KAFA KARIŞIKLIĞI
Avrupa Birliği olgusuna sadece siyasi kriterler açısından bakmak, meseleyi sadece hak ve özgürlükler etrafında değerlendirmek doğru değildir. AB meselesine konjonkturel yaklaşma hastalığından kurtularak, meseleye derin bir öngörü ile bakılması gerekmektedir. Özellikle 28 Şubat ve sonrasında yaşananlar Müslümanların AB’ne ve Batı’ya ilişkin düşüncelerinde önemli değişiklikler yapmıştır. Müslümanlar AB’ne girmiş bir Türkiye’de yaşamanın çok daha iyi olacağını düşünmektedirler. Oysa ki, bireysel özgürlüklerimizin ilacı olacak diye, sıkıntılarımızın baş müsebbibi ve üreticisi olan Batı dünyasını kurtuluş mercii olarak görmek bir çelişkidir. Kendi başındaki zalimlerin zulmünü kendi medeniyetinin bir unsuru görerek çıkış yolunu başka bir medeniyet havzasına devrilerek aramak problemi çözmeyecek ve Müslümanı yine tökezletip çıkmaza sokacaktır.
Dün AB’ne karşı çıkan İslami camia, bugün içeride yaşanan kapana kıstırılmışlık halinden kurtulmanın yolunun AB’den geçtiğini düşünüyor. Türkiye’de ki hakim yapıyı halkın inançlarına ve siyasi iradesine saygı noktasında terbiye etmek adına pek çok dindar insan AB’ye girmek istemektedir.
Halbuki, hak ve özgürlükler başkalarının verdiği bir şey olduğunda, her an geri alınma riskini de içinde taşırlar. Eğer AB’ne adaysanız verileni kabul etmek zorundasınız. Bir hak ve özgürlüğü birilerinin himmetiyle değil, kendi yüreğinizin, zihninizin ve bileğinizin gücüyle kazandığınız zaman onu hak eder, ancak o zaman özgür olursunuz.
KENDİ YETERSİZLİĞİMİZİN İTİRAFI
MI?
Türkiye’nin kendi tezleri çerçevesinde bir toplumsal dönüşüm yaşaması gerektiği fikrinde olanların birçoğu şimdi bu tezlerinden vazgeçtiler. Kendi istikametini belirleme, kendi yapısal özelliklerine uygun bir toplumsal dönüşümü gerçekleştirme yolunda adımlar atılması bir yana bırakıldı.

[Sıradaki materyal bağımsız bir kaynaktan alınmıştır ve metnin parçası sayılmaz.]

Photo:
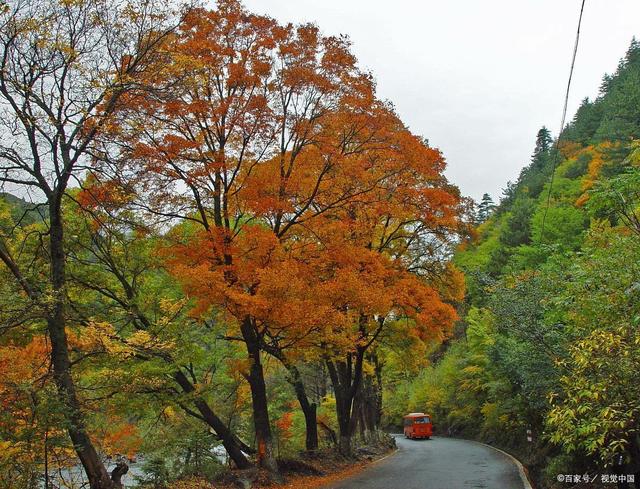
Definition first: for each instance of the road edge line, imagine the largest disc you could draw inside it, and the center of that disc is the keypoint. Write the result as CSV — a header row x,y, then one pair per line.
x,y
521,471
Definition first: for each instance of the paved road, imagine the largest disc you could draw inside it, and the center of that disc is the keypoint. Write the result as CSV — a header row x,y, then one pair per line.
x,y
439,463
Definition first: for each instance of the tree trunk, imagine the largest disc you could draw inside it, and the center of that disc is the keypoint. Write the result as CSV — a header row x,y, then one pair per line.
x,y
229,440
346,377
89,458
255,377
309,409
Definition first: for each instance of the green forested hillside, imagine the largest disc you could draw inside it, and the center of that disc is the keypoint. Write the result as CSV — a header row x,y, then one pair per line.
x,y
549,340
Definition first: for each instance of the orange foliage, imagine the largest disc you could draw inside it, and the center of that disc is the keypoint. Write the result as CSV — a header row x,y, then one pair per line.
x,y
318,206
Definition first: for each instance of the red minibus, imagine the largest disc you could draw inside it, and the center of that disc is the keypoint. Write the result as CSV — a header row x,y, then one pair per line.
x,y
418,425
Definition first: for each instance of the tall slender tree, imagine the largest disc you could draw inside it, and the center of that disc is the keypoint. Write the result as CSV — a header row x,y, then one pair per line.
x,y
63,68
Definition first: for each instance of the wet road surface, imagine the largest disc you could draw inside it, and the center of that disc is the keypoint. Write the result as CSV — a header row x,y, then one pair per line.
x,y
439,463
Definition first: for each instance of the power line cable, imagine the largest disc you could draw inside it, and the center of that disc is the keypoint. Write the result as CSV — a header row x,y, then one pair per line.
x,y
564,116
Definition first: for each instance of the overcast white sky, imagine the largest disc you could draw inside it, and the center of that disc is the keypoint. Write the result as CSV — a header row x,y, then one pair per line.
x,y
478,78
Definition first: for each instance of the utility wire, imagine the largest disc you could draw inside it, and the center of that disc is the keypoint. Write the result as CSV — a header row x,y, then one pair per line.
x,y
564,116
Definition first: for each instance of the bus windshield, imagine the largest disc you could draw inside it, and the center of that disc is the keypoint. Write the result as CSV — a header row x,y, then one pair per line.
x,y
422,420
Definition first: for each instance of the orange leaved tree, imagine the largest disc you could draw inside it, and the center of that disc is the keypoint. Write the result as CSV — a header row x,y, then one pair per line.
x,y
306,203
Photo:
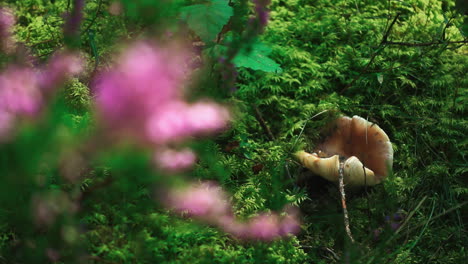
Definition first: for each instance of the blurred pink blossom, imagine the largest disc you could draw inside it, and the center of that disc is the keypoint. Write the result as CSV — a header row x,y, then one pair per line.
x,y
19,94
6,124
142,96
7,21
23,90
144,80
179,120
175,160
208,202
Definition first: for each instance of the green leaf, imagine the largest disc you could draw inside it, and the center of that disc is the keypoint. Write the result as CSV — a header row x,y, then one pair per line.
x,y
257,59
207,20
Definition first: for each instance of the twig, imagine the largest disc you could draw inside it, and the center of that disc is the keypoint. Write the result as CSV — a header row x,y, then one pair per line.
x,y
95,17
425,44
387,33
302,130
374,55
343,201
258,116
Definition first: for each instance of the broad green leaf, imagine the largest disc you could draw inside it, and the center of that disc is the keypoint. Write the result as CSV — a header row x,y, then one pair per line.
x,y
207,20
257,58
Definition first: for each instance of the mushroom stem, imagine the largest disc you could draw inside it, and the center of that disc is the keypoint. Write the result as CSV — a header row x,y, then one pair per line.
x,y
357,175
324,167
343,200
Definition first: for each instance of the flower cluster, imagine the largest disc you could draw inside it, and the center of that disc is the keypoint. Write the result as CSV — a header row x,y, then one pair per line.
x,y
208,202
7,21
23,89
142,98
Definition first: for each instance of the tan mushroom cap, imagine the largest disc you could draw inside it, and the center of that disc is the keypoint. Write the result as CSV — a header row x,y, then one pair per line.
x,y
364,140
366,148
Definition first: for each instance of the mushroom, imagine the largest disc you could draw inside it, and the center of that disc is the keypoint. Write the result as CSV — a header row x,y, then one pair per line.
x,y
361,146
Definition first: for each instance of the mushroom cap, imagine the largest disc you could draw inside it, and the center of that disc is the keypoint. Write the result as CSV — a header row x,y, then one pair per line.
x,y
362,139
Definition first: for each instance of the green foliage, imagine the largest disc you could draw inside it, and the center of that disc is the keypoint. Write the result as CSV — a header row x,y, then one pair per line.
x,y
207,19
333,61
256,58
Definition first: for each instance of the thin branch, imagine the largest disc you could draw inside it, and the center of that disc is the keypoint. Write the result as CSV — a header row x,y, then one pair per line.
x,y
95,17
425,44
343,201
259,117
376,52
387,33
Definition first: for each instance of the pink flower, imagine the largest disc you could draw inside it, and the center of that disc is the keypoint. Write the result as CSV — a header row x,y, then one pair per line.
x,y
143,97
209,203
204,200
179,120
7,21
174,161
61,66
18,91
144,80
6,124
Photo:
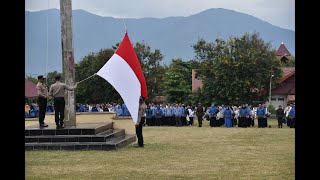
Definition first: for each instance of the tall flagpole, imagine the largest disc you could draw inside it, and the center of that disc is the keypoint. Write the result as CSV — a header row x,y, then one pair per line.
x,y
68,60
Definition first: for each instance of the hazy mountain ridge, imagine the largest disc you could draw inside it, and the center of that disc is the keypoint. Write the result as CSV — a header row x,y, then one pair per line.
x,y
174,36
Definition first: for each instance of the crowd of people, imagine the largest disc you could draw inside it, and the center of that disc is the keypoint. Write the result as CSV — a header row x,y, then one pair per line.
x,y
183,115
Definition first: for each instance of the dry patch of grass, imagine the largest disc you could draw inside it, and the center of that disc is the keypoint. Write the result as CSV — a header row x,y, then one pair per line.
x,y
178,153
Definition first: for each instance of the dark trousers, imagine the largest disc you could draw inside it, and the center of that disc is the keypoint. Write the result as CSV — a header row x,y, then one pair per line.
x,y
59,105
292,122
200,121
178,121
213,121
139,132
244,122
280,120
158,121
42,102
260,122
191,121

Halkımızn daha iyi bir hayat tarzı talebiyle, kurtuluşun ve ilerlemenin çaresini dışarıda araması, yerli aktörlerin iradelerini hesaba katmaması, kendi kimliğini aşağılaması, bir anlamda Türkiye’nin iç dinamiklerinin değişimi karşılamada yetersiz kaldığının itirafıdır. Kendiliğinden bilinçlenme yerine değişim için AB’ni itici bir güç olarak görme, bir kurtuluş mekanizması olarak kabul etme, hem bizi öz değerlerimizden koparır, hem de acziyetimizin ifadesi olur. AB’nin ilkeleri, uygulamaları ve felsefesi toplumun değişimini gerçekleştirmede yetersiz kaldığı zaman veyahut değişimin yönü toplumun değerlerine uygun düşmediği zaman AB de bu toplumun talepleri doğrultusunda dönüşme ihtiyacı duyacak mı acaba?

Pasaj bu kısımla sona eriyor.